Nouvelle chronique littéraire ! Voici un petit roman que j’avais hâte de lire, je le voyais passer et repasser, entre couverture qui attire l’oeil et critiques alléchantes, et comme d’habitude, j’ai fini par craquer XD Voici Le Coeur perdu des automates de Daniel H. Wilson, paru en 2018. La couverture nous le jette un peu à la figure, donc spontanément je pensais que c’était du steampunk, mais en fait c’est plus une vague esthétique de rouages qu’une vraie intrigue basée sur les codes du genre ; on pourrait dire que c’est de la science-fiction puisque il y est question d’automates fonctionnant avec une technologie mystérieuse, mais d’un autre côté, tout ça semble s’apparenter à une ancienne magie donc… j’avoue que je suis confuse sur le genre dans lequel je dois classer ce roman ^^’

Résumé : Moscou, 1709. Un automate reprend vie dans un atelier, aux côtés d’une poupée à la mécanique tout aussi précise et complexe que la sienne, sa soeur.

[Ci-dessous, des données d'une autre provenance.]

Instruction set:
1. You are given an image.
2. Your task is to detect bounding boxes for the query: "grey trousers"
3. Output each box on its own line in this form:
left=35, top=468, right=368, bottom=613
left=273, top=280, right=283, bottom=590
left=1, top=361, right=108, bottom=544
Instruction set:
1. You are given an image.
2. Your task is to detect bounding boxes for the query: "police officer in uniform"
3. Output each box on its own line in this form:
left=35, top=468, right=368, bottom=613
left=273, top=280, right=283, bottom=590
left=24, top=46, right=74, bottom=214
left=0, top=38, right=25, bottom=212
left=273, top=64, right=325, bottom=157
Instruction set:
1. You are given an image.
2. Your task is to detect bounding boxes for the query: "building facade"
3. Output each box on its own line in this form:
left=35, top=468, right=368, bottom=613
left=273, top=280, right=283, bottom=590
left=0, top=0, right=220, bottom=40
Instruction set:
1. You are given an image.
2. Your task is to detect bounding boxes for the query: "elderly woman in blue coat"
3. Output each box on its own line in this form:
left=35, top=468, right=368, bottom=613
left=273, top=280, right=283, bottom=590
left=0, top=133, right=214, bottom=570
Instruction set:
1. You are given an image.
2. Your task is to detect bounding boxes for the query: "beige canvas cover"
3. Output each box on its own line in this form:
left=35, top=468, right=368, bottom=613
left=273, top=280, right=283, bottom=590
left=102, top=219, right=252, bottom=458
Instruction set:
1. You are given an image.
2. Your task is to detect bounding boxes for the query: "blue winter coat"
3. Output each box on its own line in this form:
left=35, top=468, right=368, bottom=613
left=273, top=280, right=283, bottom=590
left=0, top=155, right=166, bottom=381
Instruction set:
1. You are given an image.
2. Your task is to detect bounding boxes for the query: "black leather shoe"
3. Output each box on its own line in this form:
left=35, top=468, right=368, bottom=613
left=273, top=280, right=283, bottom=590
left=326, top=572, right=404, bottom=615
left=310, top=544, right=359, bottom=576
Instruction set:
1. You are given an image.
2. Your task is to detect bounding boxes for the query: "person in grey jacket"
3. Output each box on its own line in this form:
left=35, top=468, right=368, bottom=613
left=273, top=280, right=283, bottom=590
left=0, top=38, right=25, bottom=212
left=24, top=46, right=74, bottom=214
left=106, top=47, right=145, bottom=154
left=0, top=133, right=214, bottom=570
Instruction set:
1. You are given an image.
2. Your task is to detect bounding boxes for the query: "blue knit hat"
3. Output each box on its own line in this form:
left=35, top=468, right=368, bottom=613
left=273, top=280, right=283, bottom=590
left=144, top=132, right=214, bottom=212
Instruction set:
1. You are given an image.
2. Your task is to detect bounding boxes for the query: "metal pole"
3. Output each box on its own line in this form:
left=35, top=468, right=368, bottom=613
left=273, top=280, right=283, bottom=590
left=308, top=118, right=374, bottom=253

Doués de parole et d’une âme, ils ont pourtant tout oublié de leur passé. Et de la guerre qui déchire leurs semblables.
De nos jours. Fascinée par les automates, June parcourt le monde à leur recherche, brûlant de percer leur mystère. Elle possède un étrange legs de son grand-père : une sorte de coeur finement ouvragé, réceptacle, elle le sent, d’un secret intemporel et d’une histoire épique. En effet, si les automates existent depuis la nuit des temps, dissimulés parmi les hommes, le compte à rebours pour leur survie a débuté. Et c’est June qui en détient la clef.

Mon avis : 

La couverture vend du rêve, disons-le clairement. Bon, du rêve steampunk qui n’en est finalement pas vraiment, c’est le petit bémol que j’aurais à lui reprocher, surtout que le « coeur » des automates n’est pas du tout une affaire de rouages cliquetant. Mais il faut reconnaître que l’artiste, Michael J. Windsor, a su faire une très belle illustration, avec des couleurs chaudes et aguichantes, et une machinerie intrigante. Je vous conseille d’aller voir son site, il a fait plusieurs couvertures de livres dont certaines ont un style superbe !

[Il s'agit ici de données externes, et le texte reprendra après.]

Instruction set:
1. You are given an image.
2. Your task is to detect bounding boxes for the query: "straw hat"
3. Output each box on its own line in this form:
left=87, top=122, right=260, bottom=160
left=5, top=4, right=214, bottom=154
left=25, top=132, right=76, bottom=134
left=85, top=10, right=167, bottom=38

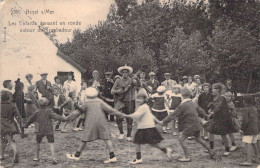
left=202, top=83, right=211, bottom=88
left=194, top=75, right=200, bottom=79
left=149, top=72, right=156, bottom=76
left=172, top=85, right=181, bottom=89
left=40, top=72, right=48, bottom=76
left=117, top=65, right=133, bottom=74
left=38, top=97, right=49, bottom=106
left=86, top=87, right=98, bottom=98
left=105, top=72, right=113, bottom=75
left=164, top=72, right=171, bottom=76
left=136, top=89, right=148, bottom=99
left=114, top=75, right=121, bottom=80
left=157, top=86, right=165, bottom=93
left=181, top=87, right=191, bottom=97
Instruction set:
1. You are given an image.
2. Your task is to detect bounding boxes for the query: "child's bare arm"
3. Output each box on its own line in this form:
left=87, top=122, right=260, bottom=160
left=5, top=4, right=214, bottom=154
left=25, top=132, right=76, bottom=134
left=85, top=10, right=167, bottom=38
left=50, top=112, right=66, bottom=121
left=101, top=101, right=124, bottom=117
left=23, top=112, right=37, bottom=128
left=59, top=100, right=70, bottom=109
left=162, top=106, right=183, bottom=125
left=13, top=106, right=23, bottom=124
left=65, top=110, right=83, bottom=121
left=197, top=106, right=208, bottom=118
left=154, top=117, right=162, bottom=124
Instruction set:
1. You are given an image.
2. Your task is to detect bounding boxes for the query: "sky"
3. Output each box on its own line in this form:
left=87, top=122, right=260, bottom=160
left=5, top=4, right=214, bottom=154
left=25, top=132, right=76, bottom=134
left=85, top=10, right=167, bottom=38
left=1, top=0, right=195, bottom=43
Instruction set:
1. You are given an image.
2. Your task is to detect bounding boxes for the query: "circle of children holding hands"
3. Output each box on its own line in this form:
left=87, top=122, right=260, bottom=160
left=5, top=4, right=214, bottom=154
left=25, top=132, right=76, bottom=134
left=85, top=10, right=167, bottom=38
left=0, top=65, right=260, bottom=166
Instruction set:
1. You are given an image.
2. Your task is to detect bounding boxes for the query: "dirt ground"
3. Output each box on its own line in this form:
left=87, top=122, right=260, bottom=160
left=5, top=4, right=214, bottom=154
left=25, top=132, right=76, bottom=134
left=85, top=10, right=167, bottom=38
left=1, top=109, right=257, bottom=168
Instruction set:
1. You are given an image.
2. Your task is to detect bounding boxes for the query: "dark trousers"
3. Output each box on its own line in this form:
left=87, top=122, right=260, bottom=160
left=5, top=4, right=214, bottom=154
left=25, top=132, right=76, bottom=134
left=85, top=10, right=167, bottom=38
left=105, top=101, right=115, bottom=121
left=116, top=100, right=135, bottom=137
left=53, top=109, right=63, bottom=129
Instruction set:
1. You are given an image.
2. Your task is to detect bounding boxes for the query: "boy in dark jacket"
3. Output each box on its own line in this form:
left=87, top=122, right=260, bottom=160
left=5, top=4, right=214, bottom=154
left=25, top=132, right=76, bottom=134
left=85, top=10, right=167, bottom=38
left=23, top=98, right=66, bottom=164
left=162, top=88, right=220, bottom=162
left=239, top=96, right=259, bottom=166
left=198, top=83, right=214, bottom=140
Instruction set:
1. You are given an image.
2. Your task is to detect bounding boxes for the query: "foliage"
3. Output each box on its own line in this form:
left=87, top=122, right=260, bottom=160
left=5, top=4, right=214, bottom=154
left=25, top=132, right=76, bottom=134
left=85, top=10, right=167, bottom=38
left=59, top=0, right=260, bottom=92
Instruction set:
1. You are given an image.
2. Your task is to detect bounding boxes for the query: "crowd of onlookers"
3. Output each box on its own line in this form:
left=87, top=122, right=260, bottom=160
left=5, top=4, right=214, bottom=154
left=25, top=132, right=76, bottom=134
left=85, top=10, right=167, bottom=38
left=0, top=66, right=260, bottom=166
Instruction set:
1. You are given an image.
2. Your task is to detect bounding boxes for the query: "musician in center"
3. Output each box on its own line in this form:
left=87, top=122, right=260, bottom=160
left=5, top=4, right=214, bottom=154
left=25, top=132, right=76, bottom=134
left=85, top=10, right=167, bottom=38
left=111, top=65, right=137, bottom=141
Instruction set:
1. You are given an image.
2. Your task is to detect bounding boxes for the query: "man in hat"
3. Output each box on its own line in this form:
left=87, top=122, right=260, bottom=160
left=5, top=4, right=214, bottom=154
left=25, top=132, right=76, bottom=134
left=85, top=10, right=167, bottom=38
left=225, top=79, right=237, bottom=99
left=1, top=80, right=13, bottom=102
left=162, top=73, right=177, bottom=91
left=88, top=70, right=102, bottom=91
left=35, top=73, right=52, bottom=101
left=146, top=72, right=160, bottom=94
left=101, top=72, right=114, bottom=121
left=111, top=65, right=137, bottom=141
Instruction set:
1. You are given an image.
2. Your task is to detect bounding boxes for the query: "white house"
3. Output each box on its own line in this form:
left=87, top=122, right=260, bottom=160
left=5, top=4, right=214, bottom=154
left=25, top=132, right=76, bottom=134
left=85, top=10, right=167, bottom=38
left=0, top=0, right=85, bottom=88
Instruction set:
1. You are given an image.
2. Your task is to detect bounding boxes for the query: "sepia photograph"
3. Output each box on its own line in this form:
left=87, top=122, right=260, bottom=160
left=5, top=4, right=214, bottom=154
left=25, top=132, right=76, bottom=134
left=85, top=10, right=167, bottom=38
left=0, top=0, right=260, bottom=168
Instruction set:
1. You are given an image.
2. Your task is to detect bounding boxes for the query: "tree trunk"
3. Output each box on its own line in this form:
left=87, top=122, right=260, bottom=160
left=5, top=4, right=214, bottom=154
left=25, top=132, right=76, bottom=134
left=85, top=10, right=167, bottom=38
left=247, top=70, right=253, bottom=93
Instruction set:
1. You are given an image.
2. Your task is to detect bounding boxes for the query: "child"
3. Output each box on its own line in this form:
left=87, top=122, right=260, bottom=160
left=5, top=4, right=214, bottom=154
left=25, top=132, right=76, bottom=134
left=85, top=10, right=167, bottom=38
left=73, top=82, right=88, bottom=131
left=24, top=85, right=40, bottom=131
left=198, top=83, right=214, bottom=140
left=162, top=88, right=220, bottom=162
left=58, top=92, right=78, bottom=133
left=66, top=87, right=124, bottom=163
left=239, top=96, right=259, bottom=166
left=50, top=88, right=66, bottom=131
left=150, top=86, right=168, bottom=133
left=126, top=90, right=172, bottom=164
left=165, top=85, right=181, bottom=136
left=225, top=92, right=237, bottom=152
left=24, top=98, right=66, bottom=165
left=0, top=92, right=22, bottom=163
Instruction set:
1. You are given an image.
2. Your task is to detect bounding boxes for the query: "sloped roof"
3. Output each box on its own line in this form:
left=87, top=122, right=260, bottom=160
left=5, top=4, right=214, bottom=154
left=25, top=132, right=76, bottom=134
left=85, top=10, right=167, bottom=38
left=56, top=49, right=86, bottom=73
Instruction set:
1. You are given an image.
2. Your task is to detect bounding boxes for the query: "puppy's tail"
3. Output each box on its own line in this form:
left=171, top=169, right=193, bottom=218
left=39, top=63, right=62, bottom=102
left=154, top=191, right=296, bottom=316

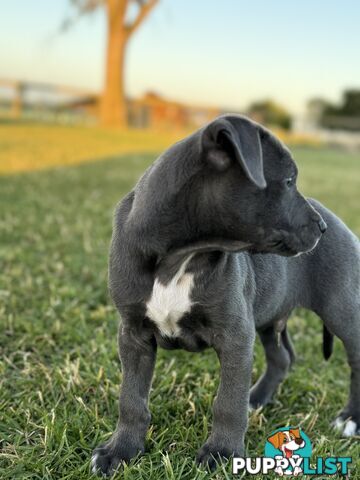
left=323, top=325, right=334, bottom=360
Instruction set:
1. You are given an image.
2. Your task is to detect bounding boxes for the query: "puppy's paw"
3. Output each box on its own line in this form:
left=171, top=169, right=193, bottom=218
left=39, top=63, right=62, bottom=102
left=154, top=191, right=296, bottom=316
left=333, top=415, right=360, bottom=437
left=91, top=436, right=144, bottom=476
left=196, top=442, right=244, bottom=471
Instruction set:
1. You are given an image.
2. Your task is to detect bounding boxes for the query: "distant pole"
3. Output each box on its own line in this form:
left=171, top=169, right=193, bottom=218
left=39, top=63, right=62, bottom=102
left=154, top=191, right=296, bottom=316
left=11, top=82, right=25, bottom=118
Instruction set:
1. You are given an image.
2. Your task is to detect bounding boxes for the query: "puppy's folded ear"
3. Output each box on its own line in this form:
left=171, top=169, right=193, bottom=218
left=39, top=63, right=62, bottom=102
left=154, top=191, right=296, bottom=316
left=201, top=115, right=266, bottom=188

Daniel H. Wilson nous plonge dans un récit à deux temporalités : d’un côté nous suivons June, une scientifique archéologue spécialisée dans les anciens automates. Suite à une découverte inattendue et à un trésor légué par son grand-père, elle se retrouve bon gré mal gré au coeur d’un conflit millénaire entre des automates hors du commun, guidés par le mot d’ordre gravé sur leur coeur mécanique. De l’autre, nous suivons Pierre, l’un de ces automates : sans passé ni mémoire, il lutte pour trouver comment se conformer le mieux à la Parole qui le guide : est-ce Pravda, la Justice comme il l’a affirmé à celui qui l’a ranimé pour servir le tsar ? Ou est-ce un concept plus complexe ? Pierre et June vont se lancer dans une quête pour tenter de sauver les automates mourants et mettre fin au conflit qui les oppose.

L’histoire des automates m’a beaucoup plue, et Pierre est vraiment un personnage attachant. En fait, on se concentre beaucoup plus sur lui que sur le personnage de June, il est beaucoup plus mis en avant. Heureusement, on évite l’écueil de la relation amoureuse bizarre, j’avais un peu peur de le voir arriver mais heureusement on a juste une forme de complicité. Mais là encore, le duo entre Pierre et sa soeur Helena, qui obéit à la Parole de la Logique, est beaucoup plus attachant et détaillé. Leur histoire m’a énormément fait penser à Entretien avec un vampire en vrai : un homme et une petite fille qui est en fait une adulte, immortels et vivant cachés parmi les hommes en se faisant passer pour père et fille. L’un est torturé sur sa propre raison d’être, l’autre cherche à toute force leurs semblables. Leurs péripéties sont palpitantes et j’ai adoré cette partie du roman !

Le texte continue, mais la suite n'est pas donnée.